W nim – na początek pójdą opowiadania z naszego podwórka.

„Realistycznie Paskudna Gra” Jacka Wróbla, czyli fantasy na wesoło. W sumie niezłe, choć dowcip czerstwy dosyć. Trochę zanadto rozwleczone, ale jak na fantasy – ujdzie.

„Gabinet luster” Wiktora Orłowskiego. Że Autorka pisać potrafi, przekonała już tu i ówdzie. Toteż kiedy oswoimy się z ciut rozbuchanym festiwalem erudycji (przesmaczne słowo kadawer – nie znałem, dzięki) oraz z podobieństwami do „Truman Show”, lektura przyniesie zaskakująco sporo materiału do rozważań. O strachu, o mediach, o wierze…

Nie zgadzam się oczywiście z Autorką w wielu kwestiach, ale kunszt doceniam. Czasem tylko zazgrzytał dobór słów, ale co tam. Przeczytać naprawdę warto!

 

A z zagranicy?

„I wszystkie drzewa w sadach…” Marii Galiny. Rosjanki. Brawa dla Redakcji – trzeba pokazywać, że Rosjanie nie wszyscy są bestiami rodem z opowieści o Tamerlanie. Choć po Buczy coraz trudniej w to uwierzyć.

Ale wracając do tekstu – niezwykle przejmujący. Nadchodząca zagłada, próby ocalenia siebie, dzieci, ale i własnego człowieczeństwa. Chyba tylko Słowianie tak pisać potrafią. Brawa!

„Nie będzie żadnej inwazji” Sama F. Weissa – w sumie fajne, ale czegoś mi tu zabrakło. Może mocniejszego zakończenia? Może wyraźniejszej tonacji? Tekst przeskakuje od spraw poważnych do mających budzić rozbawienie co akapit, toteż trudno brać go na poważnie, choć wcale tak niepoważny nie jest.

„Lekcja tańca dla początkujących kosmitów” Dantzel Cherry – pierwszy kontakt w wersji baletowej. Że taniec nie interesuje mnie zupełnie, to tekst pozostawił mnie obojętnym.

„Niebieskie i niebieskie i niebieskie i różowe” Lavie Tidhara – zbliża się katastrofa, a ludzie cały czas kombinują. Dopóki nie przekombinują. Ciekawe, niejednoznaczne, możliwe do odczytania na wiele sposobów. Podobało mi się!

 

W publicystyce? Lepiej, bo mniej o komiksach. Za to o komiksach, które (w części) i ja lubię. Bardzo dobry wywiad z Piotrem W. Cholewą. Jakże często nie doceniamy pracy tłumacza (BTW, jeden z tekstów w numerze przetłumaczyła Drakaina). Natomiast wywiad z Kelly Barnhill był jakiś taki… bezpłciowy. Natomiast z ciekawością przeczytałem tekst o kosmicznym górnictwie.

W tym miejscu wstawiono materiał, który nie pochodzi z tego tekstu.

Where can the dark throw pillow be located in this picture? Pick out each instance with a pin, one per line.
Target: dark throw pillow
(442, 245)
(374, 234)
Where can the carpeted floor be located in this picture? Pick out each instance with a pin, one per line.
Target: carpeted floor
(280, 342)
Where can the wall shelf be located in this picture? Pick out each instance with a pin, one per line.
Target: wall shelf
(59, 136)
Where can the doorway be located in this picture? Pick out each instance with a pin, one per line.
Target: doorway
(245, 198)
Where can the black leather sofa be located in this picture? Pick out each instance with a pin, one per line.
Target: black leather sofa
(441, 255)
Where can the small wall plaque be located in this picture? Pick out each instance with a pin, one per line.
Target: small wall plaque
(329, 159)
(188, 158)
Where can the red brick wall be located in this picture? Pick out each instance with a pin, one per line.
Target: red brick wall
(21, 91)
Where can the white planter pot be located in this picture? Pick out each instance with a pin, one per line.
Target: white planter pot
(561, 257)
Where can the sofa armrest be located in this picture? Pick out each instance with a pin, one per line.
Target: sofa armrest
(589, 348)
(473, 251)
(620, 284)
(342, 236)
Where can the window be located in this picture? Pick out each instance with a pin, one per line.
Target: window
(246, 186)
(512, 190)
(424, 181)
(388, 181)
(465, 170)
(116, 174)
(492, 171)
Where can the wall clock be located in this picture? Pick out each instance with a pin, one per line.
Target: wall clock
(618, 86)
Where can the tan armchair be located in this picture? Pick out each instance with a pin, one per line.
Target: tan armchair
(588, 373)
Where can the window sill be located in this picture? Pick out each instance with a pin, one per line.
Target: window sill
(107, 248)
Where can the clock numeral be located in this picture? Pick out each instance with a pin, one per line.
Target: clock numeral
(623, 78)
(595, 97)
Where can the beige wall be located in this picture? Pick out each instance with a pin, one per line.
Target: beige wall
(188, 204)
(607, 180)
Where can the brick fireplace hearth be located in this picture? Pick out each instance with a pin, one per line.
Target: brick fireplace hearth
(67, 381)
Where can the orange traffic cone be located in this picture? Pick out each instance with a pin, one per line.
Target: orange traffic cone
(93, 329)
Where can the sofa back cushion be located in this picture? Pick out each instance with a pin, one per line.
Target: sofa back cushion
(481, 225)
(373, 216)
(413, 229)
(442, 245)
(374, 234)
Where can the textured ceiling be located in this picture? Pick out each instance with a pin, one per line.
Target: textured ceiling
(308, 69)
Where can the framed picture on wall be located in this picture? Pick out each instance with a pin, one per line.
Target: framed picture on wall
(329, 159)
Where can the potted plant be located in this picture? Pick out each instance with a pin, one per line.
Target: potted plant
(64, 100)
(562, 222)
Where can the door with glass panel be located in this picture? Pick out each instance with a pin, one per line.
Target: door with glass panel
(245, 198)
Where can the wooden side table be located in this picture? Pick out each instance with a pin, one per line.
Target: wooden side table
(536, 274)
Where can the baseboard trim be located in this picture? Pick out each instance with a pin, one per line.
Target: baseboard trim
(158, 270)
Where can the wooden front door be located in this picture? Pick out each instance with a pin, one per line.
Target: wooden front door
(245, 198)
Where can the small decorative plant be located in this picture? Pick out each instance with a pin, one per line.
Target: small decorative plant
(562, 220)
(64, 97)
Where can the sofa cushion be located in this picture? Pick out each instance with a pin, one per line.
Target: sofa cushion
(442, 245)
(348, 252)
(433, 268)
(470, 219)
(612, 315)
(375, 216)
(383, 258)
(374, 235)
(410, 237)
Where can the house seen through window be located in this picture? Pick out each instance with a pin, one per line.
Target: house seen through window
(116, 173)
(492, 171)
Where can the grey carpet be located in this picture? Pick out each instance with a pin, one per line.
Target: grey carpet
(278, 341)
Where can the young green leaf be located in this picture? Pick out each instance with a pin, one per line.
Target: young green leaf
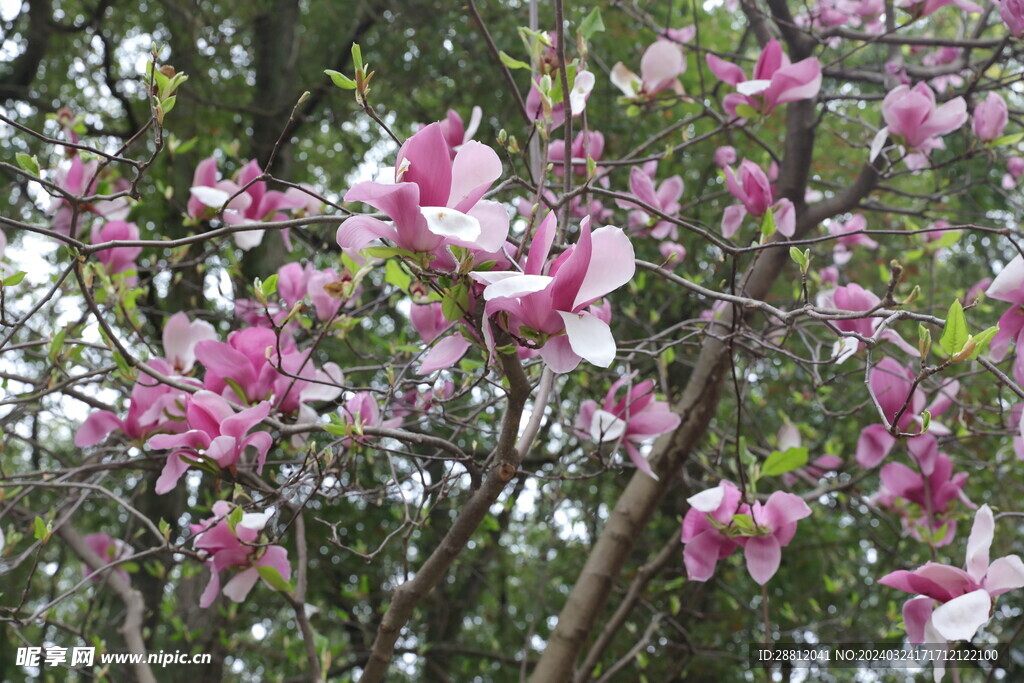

Z rzeczy wartych zauważenia – Wybranietz wydała już drugą książkę. Gratulacje!

 

Babolek właściwie jeden – Neville Shute nie ma na imię Neville. Bo zapowiedź tekstu, który już został wydrukowany, ktoś już zauważył przede mną :(.

Literówek – 8.

 

PS. Scenariusza do gry nie czytałem z wiadomych względów.

Pierwsze prawo Starucha - literówki w cudzych tekstach są oczobijące, we własnych - niedostrzegalne.

PUBLICYSTYKA:

 

Orbitowski – jak ja cenię umiejętność, z jaką Łukasz potrafi do każdego tematu naturalnie i płynnie wprowadzić wątki wszelakie ;) Tradycyjnie pierwsze, co czytam w NF.

“W poszukiwaniu…” – recenzja “Departamentu prawdy” jakkolwiek zbiła z tropu zestawieniem “Black Monday Murder” i “Archiwum X” (zaiste, dziwne zestawienie, to kompletnie inne konwencje), to recenzja zaciekawiła na tyle, ze w dzień jej rpzeczytania kupiłem komiks. Natomiast ponownie brakło choćby śródtytułów oddzielających poszczególne recenzje (tak, jestem już nudny z przypominaniem o tym ;)).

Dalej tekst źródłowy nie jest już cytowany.